Elsevier

Clinical Nutrition ESPEN

Volume 42, April 2021, Pages 22-31
Clinical Nutrition ESPEN

Meta-analysis
Dietary glycemic index, glycemic load, insulin index, insulin load and risk of diabetes-related cancers: A systematic review of cohort studies

https://doi.org/10.1016/j.clnesp.2021.02.008Get rights and content

Summary

Background & aims

It is believed that diets high in glycemic index (GI), glycemic load (GL), Insulin index (II), and Insulin load (IL) are associated with the increased risks of certain cancers through increasing serum glucose or insulin levels.

Methods

We conducted this systematic review of cohort studies to evaluate the possible relation between GI, GL, II, and IL with diabetes-related cancers, including colorectal, bladder, breast, endometrium, liver, pancreas, and prostate cancers. Two separate investigators conducted a literature search through PubMed/Medline, Scopus, and Web of Science databases up to February 2020, plus reference lists of relevant articles.

Results

Fifty-three cohort studies with a total of 100 098 cancer cases were included in this systematic review. Fifteen out of eighteen studies among breast cancer cases reported no significant association between GI/GL and cancer risk. These numbers were 4 out of 13 for colorectal cancer, 7 out of 9 for endometrial cancer, 2 out of 3 for liver cancer, 8 out of 10 for pancreatic cancer, and 3 out of 3 for prostate cancer. Only one cohort investigated this association in terms of bladder cancer and reported a significant association. Also, five studies reported this relation in terms of II/IL, and only one cohort among endometrial cancer patients observed a significant positive association between the risk of cancer and IL.

Conclusion

We concluded a weak association between dietary GI/GL and no association between II/IL with diabetes-related cancer risk. More cohort studies are required to be performed regarding II/IL and the risk of cancer.

Introduction

Diabetes and cancer are among the most prevalent diseases worldwide, with cancer being the second and diabetes being the twelfth leading cause of death [1,2]. Based on a large body of epidemiological evidence, diabetic patients are at a greater risk of heterogeneous cancer types including liver, pancreas, colorectal, breast, endometrial, and bladder cancers [3]. However, diabetes may act as a protective factor for prostate cancer [4]. The underlying mechanism for this association is not yet well-understood, but it appears that hyperinsulinemia and insulin resistance, hyperglycemia, and chronic inflammation existing in diabetes provide the opportunity for the cancer cells to proliferate [5,6]. It is also notable that these two diseases share many of the same risk factors, including age, sex, obesity, physical activity, diet, alcohol, and smoking [7].

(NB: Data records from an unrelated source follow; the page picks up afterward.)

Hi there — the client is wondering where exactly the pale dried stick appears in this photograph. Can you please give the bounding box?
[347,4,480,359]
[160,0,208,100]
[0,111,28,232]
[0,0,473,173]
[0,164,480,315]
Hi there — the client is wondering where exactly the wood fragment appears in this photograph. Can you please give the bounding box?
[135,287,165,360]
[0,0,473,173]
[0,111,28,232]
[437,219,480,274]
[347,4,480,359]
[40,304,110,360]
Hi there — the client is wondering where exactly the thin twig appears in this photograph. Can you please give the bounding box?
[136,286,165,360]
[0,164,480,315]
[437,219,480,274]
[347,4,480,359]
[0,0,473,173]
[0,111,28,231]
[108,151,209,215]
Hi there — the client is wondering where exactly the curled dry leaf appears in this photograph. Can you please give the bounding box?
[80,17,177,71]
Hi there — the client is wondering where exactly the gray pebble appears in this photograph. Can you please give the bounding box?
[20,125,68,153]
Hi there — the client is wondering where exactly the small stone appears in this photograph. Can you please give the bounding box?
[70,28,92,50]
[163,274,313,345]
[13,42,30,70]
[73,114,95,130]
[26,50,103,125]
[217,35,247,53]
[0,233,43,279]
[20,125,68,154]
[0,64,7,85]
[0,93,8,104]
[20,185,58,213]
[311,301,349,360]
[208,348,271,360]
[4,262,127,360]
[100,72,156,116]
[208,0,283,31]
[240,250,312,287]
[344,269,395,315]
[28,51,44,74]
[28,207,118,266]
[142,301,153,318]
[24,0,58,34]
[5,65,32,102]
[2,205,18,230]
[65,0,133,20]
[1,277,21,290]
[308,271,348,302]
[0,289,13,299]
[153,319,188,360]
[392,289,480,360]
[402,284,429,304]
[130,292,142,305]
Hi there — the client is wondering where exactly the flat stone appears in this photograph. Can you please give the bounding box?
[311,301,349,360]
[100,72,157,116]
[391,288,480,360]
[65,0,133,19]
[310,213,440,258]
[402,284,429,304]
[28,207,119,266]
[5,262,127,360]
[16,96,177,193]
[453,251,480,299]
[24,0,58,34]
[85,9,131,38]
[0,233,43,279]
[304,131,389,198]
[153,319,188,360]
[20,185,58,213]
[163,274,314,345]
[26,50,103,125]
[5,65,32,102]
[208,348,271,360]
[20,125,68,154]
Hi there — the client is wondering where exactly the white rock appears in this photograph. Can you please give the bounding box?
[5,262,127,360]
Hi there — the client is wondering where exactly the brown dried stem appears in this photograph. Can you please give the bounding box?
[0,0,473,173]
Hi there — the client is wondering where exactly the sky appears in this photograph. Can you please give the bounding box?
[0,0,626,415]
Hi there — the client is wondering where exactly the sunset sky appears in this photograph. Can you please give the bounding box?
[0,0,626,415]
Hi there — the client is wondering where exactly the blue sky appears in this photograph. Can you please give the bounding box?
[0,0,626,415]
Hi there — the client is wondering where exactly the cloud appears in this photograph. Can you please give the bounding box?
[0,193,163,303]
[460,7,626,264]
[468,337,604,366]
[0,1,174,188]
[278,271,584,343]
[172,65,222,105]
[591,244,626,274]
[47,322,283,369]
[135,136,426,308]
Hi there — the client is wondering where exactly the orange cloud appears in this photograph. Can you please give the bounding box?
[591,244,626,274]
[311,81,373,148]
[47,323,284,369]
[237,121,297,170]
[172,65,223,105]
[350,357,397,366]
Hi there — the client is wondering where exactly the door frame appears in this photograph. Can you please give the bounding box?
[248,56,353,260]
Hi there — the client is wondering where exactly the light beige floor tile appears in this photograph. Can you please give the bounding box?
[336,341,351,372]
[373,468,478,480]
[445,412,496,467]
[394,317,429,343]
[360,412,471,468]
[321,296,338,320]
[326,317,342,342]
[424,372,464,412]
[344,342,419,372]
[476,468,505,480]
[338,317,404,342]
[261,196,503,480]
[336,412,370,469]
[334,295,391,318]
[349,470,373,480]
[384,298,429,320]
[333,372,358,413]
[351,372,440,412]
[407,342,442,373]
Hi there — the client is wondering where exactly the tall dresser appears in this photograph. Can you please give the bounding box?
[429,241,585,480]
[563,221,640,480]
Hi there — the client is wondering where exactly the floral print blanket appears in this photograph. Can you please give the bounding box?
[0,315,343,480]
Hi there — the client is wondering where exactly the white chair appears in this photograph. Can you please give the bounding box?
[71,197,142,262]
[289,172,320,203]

Food intake has been strongly linked with chronic diseases such as diabetes and cancer, not only regarding the volume of food but also the composition and quality of diet [8,9]. The Glycemic Index (GI) reflects how the carbohydrate content of each food affects blood glucose levels. Glycemic load (GL) reflects the effect of total dietary carbohydrate on postprandial glucose [9]. However, since carbohydrates were not the only stimulus for insulin secretion, dietary insulin index (II) and insulin load (IL) were introduced [10]. II represents the postprandial insulin response to a food consisting of carbohydrates, protein, and fat, compared to an isoenergetic portion of a reference food (glucose or white bread). IL is calculated by multiplying the DII of each food by its energy content and the consumption frequency [11]. In other words, GI and II show the quantity, and GL and IL represent the quality of the diet.

High dietary GI, GL, II, and IL are equal to increased serum insulin and insulin-like growth factor 1 (IGF-1) [12]. Insulin can stimulate cell proliferation and inhibit cell apoptosis [13]. IGF-1 can also exert mitogenic effects and inhibit apoptosis through multiple cell pathways and regulate gene expression [14]. Insulin and IGF-1 can also stimulate the secretion of leptin from adipose tissue, and since leptin is involved in cell growth and proliferation, insulin can indirectly promote cancer cell growth and proliferation [15].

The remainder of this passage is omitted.